StopCovid dans le flou, le gouvernement dans l’opacité

Un rapport masqué
Droit 7 min
StopCovid dans le flou, le gouvernement dans l’opacité
Crédits : Nastco/iStock

StopCovid reste un échec. Dès le départ, des doutes s’étaient exprimés sur ce projet, dénoncé comme opaque. Le gouvernement a remis un premier bilan au Parlement. Il est particulièrement indigent. Nous le diffusons aujourd'hui, assorti de l'avis de la CNIL. Des mesures devraient être annoncées ce mercredi soir.

La loi du 11 mai prévoyait trois applications « SI covid », développées spécialement pour la gestion de l’épidémie de Covid-19, en plus des systèmes existants : SI-VIC, SI-Samu, ROR et les systèmes d’information des hôpitaux.

Tout d'abord SI-DEP (Système d’information de dépistage), une plateforme de remontée des examens virologiques (RT-PCR) et sérologiques (ELISA, TRD) par les laboratoires de biologie médicale. Puis Contact Covid de l’Assurance Maladie (Ameli Pro), qui permet d’outiller le suivi des enquêtes sanitaires pour rechercher les cas contacts.

Le dernier est celui qui a été le plus médiatisé : l’application StopCovid. Réticent sur ce projet, le Parlement a exigé plus de transparence. La commission des lois de l’Assemblée avait donc adopté un amendement du député LREM Sacha Houlié indiquant que le gouvernement devait adresser au Parlement « un rapport détaillé de l'application de ces mesures », qui serait publié tous les trois mois, jusqu'à la disparition de ces systèmes d'information.

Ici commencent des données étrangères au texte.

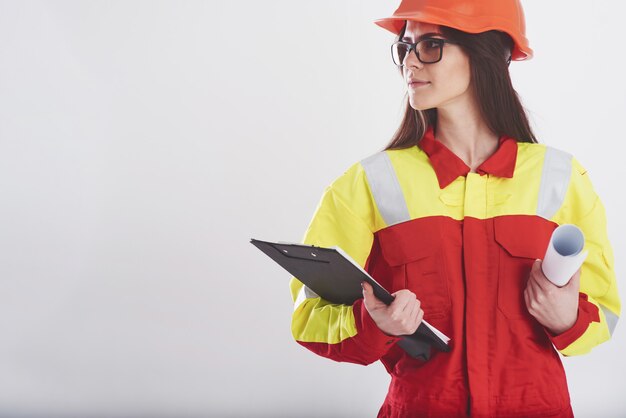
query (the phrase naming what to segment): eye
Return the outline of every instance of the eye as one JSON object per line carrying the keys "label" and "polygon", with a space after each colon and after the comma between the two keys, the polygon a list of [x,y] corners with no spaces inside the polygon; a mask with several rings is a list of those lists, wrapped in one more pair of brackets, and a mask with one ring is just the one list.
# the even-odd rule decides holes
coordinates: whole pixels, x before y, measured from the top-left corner
{"label": "eye", "polygon": [[432,49],[437,49],[441,46],[441,40],[440,39],[426,39],[424,41],[424,47],[426,48],[432,48]]}

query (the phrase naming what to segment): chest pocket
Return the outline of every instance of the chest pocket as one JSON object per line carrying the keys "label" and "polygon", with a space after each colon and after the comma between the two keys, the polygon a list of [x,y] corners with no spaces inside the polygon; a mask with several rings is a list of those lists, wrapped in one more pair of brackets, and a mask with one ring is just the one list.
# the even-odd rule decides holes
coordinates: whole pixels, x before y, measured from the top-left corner
{"label": "chest pocket", "polygon": [[536,259],[543,259],[552,231],[557,227],[539,216],[494,218],[498,251],[498,309],[507,319],[532,319],[524,290]]}
{"label": "chest pocket", "polygon": [[392,275],[390,291],[409,289],[415,293],[426,320],[447,316],[451,302],[440,219],[414,219],[378,234]]}

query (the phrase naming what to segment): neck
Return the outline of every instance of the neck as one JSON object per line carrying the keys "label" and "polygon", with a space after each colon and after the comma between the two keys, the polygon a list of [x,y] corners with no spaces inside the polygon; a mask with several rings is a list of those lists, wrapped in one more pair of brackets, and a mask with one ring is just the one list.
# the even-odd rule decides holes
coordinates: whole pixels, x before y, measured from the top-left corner
{"label": "neck", "polygon": [[499,145],[498,135],[487,127],[475,106],[438,108],[435,139],[462,159],[471,172],[476,172]]}

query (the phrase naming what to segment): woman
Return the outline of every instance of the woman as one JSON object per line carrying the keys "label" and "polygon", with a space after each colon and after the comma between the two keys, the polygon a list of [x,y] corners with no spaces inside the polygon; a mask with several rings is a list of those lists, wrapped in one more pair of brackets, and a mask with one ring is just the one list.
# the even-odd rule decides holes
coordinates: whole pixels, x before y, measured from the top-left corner
{"label": "woman", "polygon": [[[532,57],[521,5],[403,0],[376,23],[398,34],[404,120],[325,190],[303,242],[341,247],[395,300],[364,283],[363,299],[331,304],[292,278],[294,338],[336,361],[382,361],[379,417],[571,417],[559,352],[608,340],[620,301],[587,172],[537,143],[511,85],[511,60]],[[540,259],[561,224],[582,229],[589,255],[559,288]],[[396,344],[422,319],[450,352],[424,360]]]}

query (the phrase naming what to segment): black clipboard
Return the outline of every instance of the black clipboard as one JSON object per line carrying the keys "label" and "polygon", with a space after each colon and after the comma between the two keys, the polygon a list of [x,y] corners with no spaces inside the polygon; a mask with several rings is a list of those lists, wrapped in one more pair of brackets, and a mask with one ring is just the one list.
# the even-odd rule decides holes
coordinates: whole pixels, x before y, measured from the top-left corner
{"label": "black clipboard", "polygon": [[[394,300],[384,287],[361,268],[341,248],[261,241],[250,242],[277,262],[294,277],[323,299],[338,304],[352,305],[363,297],[361,282],[367,281],[374,295],[387,305]],[[449,352],[449,338],[422,320],[413,335],[404,336],[398,345],[411,357],[428,360],[430,347]]]}

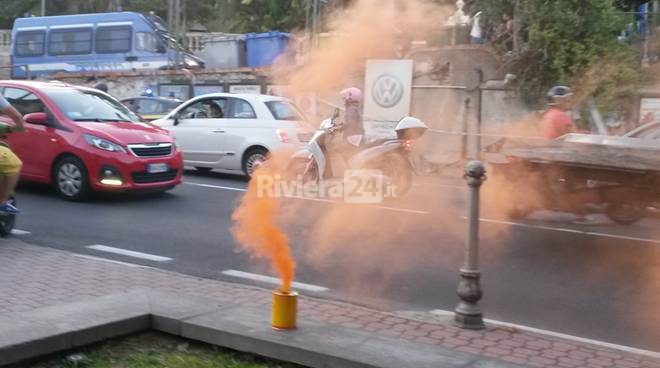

Next INpact se l’est procuré, et le moins que l'on puisse dire c'est qu'il n’est pas très « détaillé ». Pourtant, alors que l’épidémie repart, le gouvernement souhaite développer l’usage de Stop Covid et multiplie les appels du pied en ce sens. Si des annonces sont attendues, on ne peut qu'espérer que la transparence soit enfin au menu.

Des chiffres, quels chiffres ?

Ce rapport se veut surtout rassurant sur les trois systèmes créés. Sur SI-DEP, on apprend ainsi que « de multiples travaux ont été mis en œuvre pour garantir la sécurité des données. En lien avec l’ANSSI, les acteurs ont mis en place de nombreuses actions : sécurisation du transport, cryptage de la base de données et des fichiers, identification électronique avec authentification à deux facteurs, conduite de tests d’intrusion, etc. »

Pour Contact Covid, qui n’est pas encore relié à SI-DEP (une interconnexion automatique est prévue à moyen terme), le gouvernement ne livre aucune donnée. Enfin, sur StopCovid, le gouvernement ne consent à ne donner qu’un chiffre : début septembre « plus de 2,5 millions de Français » auraient téléchargé cette application.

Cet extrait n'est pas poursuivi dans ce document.